La tension était étouffante en accord avec le souffle court des deux hommes.
L'ancien alpha secoua la tête de gauche à droite, intimant silencieusement à son humain de garder le silence tandis qu'il l'entraînait dans son sillage, une main tendue derrière lui pour maintenir le contact entre eux.
La lourde porte à galandage coulissa dans un bruit métallique semblant assourdissant dans le silence du début de soirée.
Il sembla à Stiles que le loup renifla l'air avant que sa voix ne s'élève dans le loft désert.
— Appelle Scott… et Isaac !
Leurs iris s'effleurèrent l'espace d'une seconde avant que Derek ne s'éloigne, aussitôt retenu par la main du fils du shérif sur son épaule, lui intimant silencieusement plus d'explication.
— Contrairement à nous, nos visiteurs nous ont trouvés !
Si le lycéen l'avait deviné, l'entendre lui glaça le sang. Avec un hochement de tête, il dégaina son téléphone avant de composer le numéro de son meilleur ami.
Aucun autre battement de cœur autre que les leurs ne résonnait dans l'ensemble de l'immeuble, aussi le loup de naissance profita des appels de l'adolescent pour faire le tour des lieux.
L'attention de l'hyperactif fut attirée par un petit morceau de papier trônant au centre de la table basse. Il raccrocha d'avec Isaac avant de s'en approcher à pas lent.
Il avait conscience que l'affolement de son rythme cardiaque était démesuré en considération de l'absence de danger immédiat.
Le loft avait été profané et sa sécurité compromise… Stiles avait beau être humain, il se sentait affecté au plus profond de son être. Pour la meute, l'appartement de Derek était une sorte de tanière. Le lieu de leurs rassemblements, une maison…

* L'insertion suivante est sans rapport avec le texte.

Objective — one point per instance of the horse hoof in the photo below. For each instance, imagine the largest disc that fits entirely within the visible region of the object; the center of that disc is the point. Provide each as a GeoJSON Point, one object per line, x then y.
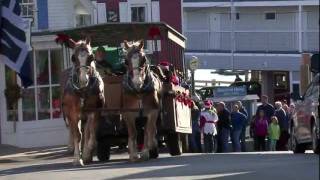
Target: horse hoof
{"type": "Point", "coordinates": [81, 162]}
{"type": "Point", "coordinates": [76, 162]}
{"type": "Point", "coordinates": [134, 159]}
{"type": "Point", "coordinates": [145, 156]}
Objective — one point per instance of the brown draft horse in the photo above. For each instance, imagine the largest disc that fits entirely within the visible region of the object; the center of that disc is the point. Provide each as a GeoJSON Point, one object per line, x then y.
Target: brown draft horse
{"type": "Point", "coordinates": [83, 92]}
{"type": "Point", "coordinates": [143, 90]}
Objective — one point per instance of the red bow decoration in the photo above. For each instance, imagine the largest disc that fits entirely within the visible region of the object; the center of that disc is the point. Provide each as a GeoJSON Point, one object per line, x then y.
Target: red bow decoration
{"type": "Point", "coordinates": [174, 80]}
{"type": "Point", "coordinates": [154, 32]}
{"type": "Point", "coordinates": [62, 38]}
{"type": "Point", "coordinates": [164, 63]}
{"type": "Point", "coordinates": [65, 39]}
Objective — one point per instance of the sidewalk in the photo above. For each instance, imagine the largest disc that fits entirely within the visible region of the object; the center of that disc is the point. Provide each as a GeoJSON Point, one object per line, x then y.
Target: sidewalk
{"type": "Point", "coordinates": [11, 153]}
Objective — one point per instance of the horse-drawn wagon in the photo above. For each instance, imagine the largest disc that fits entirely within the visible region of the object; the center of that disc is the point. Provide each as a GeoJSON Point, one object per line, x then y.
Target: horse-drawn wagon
{"type": "Point", "coordinates": [140, 93]}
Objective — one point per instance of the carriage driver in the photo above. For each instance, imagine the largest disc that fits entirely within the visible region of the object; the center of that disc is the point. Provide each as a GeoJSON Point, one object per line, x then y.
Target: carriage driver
{"type": "Point", "coordinates": [103, 63]}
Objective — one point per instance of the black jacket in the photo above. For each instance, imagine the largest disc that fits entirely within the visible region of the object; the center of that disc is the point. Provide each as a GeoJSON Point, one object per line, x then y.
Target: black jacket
{"type": "Point", "coordinates": [268, 110]}
{"type": "Point", "coordinates": [224, 119]}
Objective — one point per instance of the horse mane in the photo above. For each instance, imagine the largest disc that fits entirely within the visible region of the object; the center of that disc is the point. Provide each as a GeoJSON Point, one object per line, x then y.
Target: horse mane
{"type": "Point", "coordinates": [132, 46]}
{"type": "Point", "coordinates": [83, 43]}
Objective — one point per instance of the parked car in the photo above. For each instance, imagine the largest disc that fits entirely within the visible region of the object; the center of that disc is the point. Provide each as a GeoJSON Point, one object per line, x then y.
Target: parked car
{"type": "Point", "coordinates": [304, 127]}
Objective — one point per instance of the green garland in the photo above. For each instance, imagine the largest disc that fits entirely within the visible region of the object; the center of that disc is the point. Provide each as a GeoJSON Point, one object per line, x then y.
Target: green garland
{"type": "Point", "coordinates": [13, 94]}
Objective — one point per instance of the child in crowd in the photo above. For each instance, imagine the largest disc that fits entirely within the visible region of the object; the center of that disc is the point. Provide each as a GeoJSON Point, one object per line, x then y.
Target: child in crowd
{"type": "Point", "coordinates": [273, 133]}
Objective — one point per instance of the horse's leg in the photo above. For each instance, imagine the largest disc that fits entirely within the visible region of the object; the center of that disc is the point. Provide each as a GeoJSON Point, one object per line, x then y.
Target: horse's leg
{"type": "Point", "coordinates": [150, 134]}
{"type": "Point", "coordinates": [76, 138]}
{"type": "Point", "coordinates": [132, 136]}
{"type": "Point", "coordinates": [71, 142]}
{"type": "Point", "coordinates": [90, 137]}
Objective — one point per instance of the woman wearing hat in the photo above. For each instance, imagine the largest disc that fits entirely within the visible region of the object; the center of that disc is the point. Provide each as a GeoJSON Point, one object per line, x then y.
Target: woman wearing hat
{"type": "Point", "coordinates": [208, 127]}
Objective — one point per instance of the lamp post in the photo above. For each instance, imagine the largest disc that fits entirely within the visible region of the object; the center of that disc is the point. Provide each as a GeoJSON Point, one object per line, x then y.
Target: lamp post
{"type": "Point", "coordinates": [232, 36]}
{"type": "Point", "coordinates": [193, 65]}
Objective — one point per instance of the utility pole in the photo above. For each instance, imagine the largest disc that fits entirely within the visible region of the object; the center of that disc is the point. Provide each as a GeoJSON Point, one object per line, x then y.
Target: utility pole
{"type": "Point", "coordinates": [232, 35]}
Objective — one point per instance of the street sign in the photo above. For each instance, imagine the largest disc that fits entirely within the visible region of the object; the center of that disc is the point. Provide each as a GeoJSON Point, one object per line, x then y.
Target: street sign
{"type": "Point", "coordinates": [230, 91]}
{"type": "Point", "coordinates": [194, 63]}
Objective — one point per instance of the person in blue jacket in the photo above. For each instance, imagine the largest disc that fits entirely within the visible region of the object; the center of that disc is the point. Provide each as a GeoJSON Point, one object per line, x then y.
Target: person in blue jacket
{"type": "Point", "coordinates": [243, 110]}
{"type": "Point", "coordinates": [238, 120]}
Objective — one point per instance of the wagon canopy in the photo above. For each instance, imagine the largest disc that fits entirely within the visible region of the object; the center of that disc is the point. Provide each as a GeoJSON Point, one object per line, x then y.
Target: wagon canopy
{"type": "Point", "coordinates": [115, 33]}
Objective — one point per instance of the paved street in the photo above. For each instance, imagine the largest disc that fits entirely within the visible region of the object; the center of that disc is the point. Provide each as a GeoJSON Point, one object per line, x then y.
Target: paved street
{"type": "Point", "coordinates": [54, 163]}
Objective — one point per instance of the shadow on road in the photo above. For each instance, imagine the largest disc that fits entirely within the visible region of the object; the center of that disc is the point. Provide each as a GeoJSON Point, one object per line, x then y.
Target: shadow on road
{"type": "Point", "coordinates": [212, 165]}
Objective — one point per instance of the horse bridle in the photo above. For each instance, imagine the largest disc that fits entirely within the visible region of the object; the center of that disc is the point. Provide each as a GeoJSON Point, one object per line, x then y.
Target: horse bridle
{"type": "Point", "coordinates": [88, 68]}
{"type": "Point", "coordinates": [141, 65]}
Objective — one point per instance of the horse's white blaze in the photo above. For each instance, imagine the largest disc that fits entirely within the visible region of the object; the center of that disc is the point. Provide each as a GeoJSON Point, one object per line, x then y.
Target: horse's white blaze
{"type": "Point", "coordinates": [136, 79]}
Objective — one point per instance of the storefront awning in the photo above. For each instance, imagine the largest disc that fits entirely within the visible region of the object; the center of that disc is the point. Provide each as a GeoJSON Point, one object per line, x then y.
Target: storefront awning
{"type": "Point", "coordinates": [235, 98]}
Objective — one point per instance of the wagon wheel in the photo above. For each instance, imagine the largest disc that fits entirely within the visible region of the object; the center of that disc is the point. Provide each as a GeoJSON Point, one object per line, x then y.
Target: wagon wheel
{"type": "Point", "coordinates": [103, 150]}
{"type": "Point", "coordinates": [174, 144]}
{"type": "Point", "coordinates": [154, 153]}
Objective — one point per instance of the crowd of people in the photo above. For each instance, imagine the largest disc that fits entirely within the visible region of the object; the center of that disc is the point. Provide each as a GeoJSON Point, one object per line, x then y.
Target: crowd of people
{"type": "Point", "coordinates": [214, 125]}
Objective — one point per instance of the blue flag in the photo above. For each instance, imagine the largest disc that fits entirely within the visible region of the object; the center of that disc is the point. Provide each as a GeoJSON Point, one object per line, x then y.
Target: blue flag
{"type": "Point", "coordinates": [14, 50]}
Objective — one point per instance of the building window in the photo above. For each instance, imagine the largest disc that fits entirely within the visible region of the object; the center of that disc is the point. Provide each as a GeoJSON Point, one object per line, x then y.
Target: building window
{"type": "Point", "coordinates": [237, 16]}
{"type": "Point", "coordinates": [270, 16]}
{"type": "Point", "coordinates": [138, 14]}
{"type": "Point", "coordinates": [27, 8]}
{"type": "Point", "coordinates": [41, 101]}
{"type": "Point", "coordinates": [83, 20]}
{"type": "Point", "coordinates": [12, 107]}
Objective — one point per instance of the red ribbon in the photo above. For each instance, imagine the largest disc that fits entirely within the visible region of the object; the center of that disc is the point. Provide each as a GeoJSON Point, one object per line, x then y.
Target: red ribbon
{"type": "Point", "coordinates": [154, 32]}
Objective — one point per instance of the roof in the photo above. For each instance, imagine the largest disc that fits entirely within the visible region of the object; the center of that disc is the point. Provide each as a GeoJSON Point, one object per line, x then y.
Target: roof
{"type": "Point", "coordinates": [186, 1]}
{"type": "Point", "coordinates": [115, 33]}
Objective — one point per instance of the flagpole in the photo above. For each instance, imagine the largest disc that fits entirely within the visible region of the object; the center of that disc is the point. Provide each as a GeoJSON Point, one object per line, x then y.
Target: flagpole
{"type": "Point", "coordinates": [0, 20]}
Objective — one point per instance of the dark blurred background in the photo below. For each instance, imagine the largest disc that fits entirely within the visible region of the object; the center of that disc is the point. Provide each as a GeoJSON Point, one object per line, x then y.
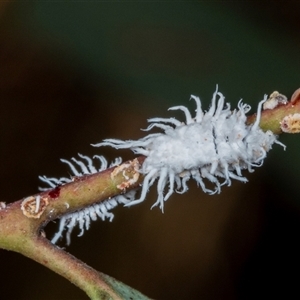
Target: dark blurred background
{"type": "Point", "coordinates": [74, 73]}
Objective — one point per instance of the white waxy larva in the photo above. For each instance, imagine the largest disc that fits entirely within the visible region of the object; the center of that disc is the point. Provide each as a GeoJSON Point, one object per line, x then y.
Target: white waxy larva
{"type": "Point", "coordinates": [83, 217]}
{"type": "Point", "coordinates": [212, 145]}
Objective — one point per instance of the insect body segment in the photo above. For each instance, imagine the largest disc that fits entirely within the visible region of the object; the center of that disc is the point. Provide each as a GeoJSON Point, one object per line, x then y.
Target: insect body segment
{"type": "Point", "coordinates": [215, 145]}
{"type": "Point", "coordinates": [83, 217]}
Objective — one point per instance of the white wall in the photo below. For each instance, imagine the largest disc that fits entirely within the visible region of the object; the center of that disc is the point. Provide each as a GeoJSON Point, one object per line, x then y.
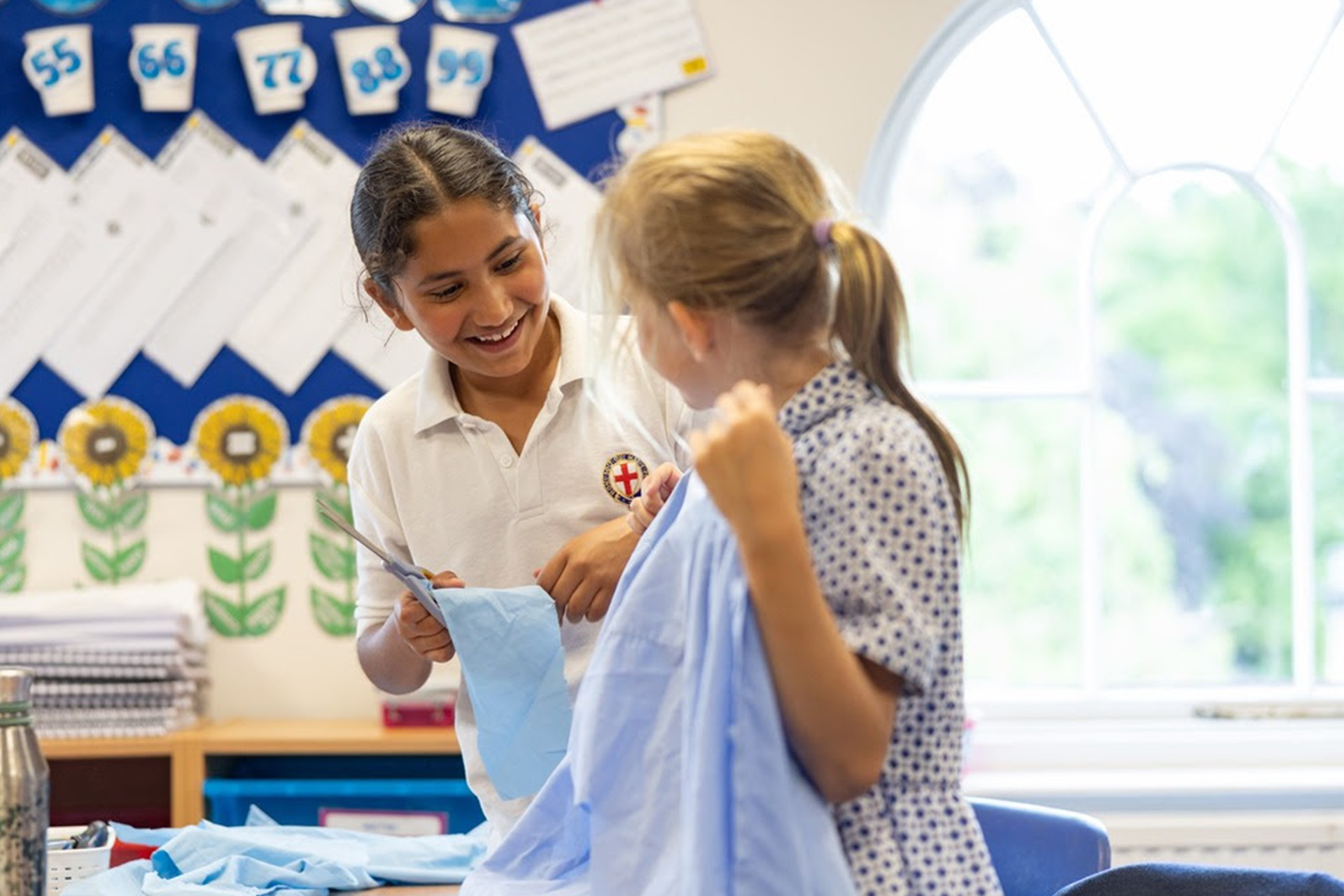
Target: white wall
{"type": "Point", "coordinates": [822, 74]}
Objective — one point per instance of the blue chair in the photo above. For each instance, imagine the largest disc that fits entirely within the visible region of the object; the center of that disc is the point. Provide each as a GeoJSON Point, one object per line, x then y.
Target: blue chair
{"type": "Point", "coordinates": [1037, 849]}
{"type": "Point", "coordinates": [1172, 879]}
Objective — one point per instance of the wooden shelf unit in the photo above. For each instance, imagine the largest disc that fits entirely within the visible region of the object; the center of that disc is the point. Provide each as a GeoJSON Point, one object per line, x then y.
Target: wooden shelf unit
{"type": "Point", "coordinates": [187, 751]}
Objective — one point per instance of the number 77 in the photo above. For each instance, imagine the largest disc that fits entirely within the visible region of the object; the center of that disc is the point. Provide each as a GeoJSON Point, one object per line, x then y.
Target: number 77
{"type": "Point", "coordinates": [272, 59]}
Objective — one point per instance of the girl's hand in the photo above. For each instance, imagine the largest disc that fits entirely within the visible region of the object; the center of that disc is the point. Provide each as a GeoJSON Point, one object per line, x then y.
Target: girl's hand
{"type": "Point", "coordinates": [654, 493]}
{"type": "Point", "coordinates": [581, 578]}
{"type": "Point", "coordinates": [420, 629]}
{"type": "Point", "coordinates": [746, 463]}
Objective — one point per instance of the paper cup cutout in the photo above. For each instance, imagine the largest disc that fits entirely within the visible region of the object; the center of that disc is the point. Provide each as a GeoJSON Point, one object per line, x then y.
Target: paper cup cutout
{"type": "Point", "coordinates": [320, 8]}
{"type": "Point", "coordinates": [59, 65]}
{"type": "Point", "coordinates": [163, 62]}
{"type": "Point", "coordinates": [70, 7]}
{"type": "Point", "coordinates": [477, 10]}
{"type": "Point", "coordinates": [279, 65]}
{"type": "Point", "coordinates": [460, 66]}
{"type": "Point", "coordinates": [388, 10]}
{"type": "Point", "coordinates": [372, 67]}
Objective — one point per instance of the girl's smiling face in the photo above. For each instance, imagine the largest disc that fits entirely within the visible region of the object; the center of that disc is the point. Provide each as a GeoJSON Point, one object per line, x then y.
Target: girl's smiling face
{"type": "Point", "coordinates": [475, 289]}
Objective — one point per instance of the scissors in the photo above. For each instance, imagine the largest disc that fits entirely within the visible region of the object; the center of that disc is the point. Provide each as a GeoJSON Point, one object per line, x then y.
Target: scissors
{"type": "Point", "coordinates": [414, 578]}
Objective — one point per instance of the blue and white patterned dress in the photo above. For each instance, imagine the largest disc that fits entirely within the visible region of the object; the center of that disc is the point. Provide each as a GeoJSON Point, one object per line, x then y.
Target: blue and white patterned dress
{"type": "Point", "coordinates": [885, 543]}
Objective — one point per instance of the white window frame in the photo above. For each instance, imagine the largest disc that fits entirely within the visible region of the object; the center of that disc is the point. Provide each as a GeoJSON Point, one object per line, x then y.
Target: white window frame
{"type": "Point", "coordinates": [1303, 696]}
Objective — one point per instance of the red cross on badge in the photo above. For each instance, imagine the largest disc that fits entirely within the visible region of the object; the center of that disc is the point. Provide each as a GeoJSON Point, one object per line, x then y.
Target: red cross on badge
{"type": "Point", "coordinates": [622, 476]}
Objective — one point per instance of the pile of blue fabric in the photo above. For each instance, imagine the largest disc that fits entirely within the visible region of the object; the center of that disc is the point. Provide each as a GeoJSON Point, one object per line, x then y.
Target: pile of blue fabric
{"type": "Point", "coordinates": [265, 859]}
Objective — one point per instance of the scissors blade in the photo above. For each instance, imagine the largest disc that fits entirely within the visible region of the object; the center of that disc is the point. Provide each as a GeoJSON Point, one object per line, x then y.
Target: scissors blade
{"type": "Point", "coordinates": [414, 578]}
{"type": "Point", "coordinates": [339, 522]}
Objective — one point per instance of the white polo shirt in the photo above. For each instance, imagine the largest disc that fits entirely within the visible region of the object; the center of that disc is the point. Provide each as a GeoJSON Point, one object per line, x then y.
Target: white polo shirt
{"type": "Point", "coordinates": [445, 489]}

De ses doigts tremblants, il s'empara de ce qui ressemblait à une carte de visite. Sur le recto, il avisa un logo précédant ce qui semblait être un nom ainsi qu'une sorte de devise familiale de ce qu'il pouvait en juger. Au dos, quelques mots manuscrits suffirent à faire frissonner le lycéen de la tête au pied.
« Premier avertissement. »
— Tu as trouvé quelque chose ?
Il faillit sursauter lorsque la voix de Derek, qu'il n'avait pas entendu s'approcher, s'éleva dans son dos.
Comme s'ils s'étaient attendus au rez-de-chaussée avant de les rejoindre, les quatre autres firent irruption dans la pièce comme un seul homme.
— C'est bien les odeurs que j'ai senties il y a quelques semaines.
Scott ne fit que confirmer leur pressentiment.
— Celle que j'ai repérée en forêt vendredi soir en fait partie.
Isaac huma l'air, s'appropriant à son tour la trace olfactive des renégats qu'ils traquaient depuis plus de deux mois tandis que l'attention de Derek se portait sur la carte entre les mains de son compagnon. En l'apercevant, tout son corps se tendit à nouveau attirant sur lui l'attention de l'hyperactif.
— Tu connais ?
Une fois de plus, leurs prunelles se rencontrèrent. L'adulte hocha la tête dans la positive, le regard hanté par des réminiscences du passé qui semblaient lui échapper.
— J'ai déjà vu cet emblème.
Depuis l'arrivée des autres, les émotions que Stiles avait pu lire sur son visage avaient disparues. Le fils du shérif n'était pourtant pas dupé par l'assurance illusoire qui faisait vibrer la voix de son homme.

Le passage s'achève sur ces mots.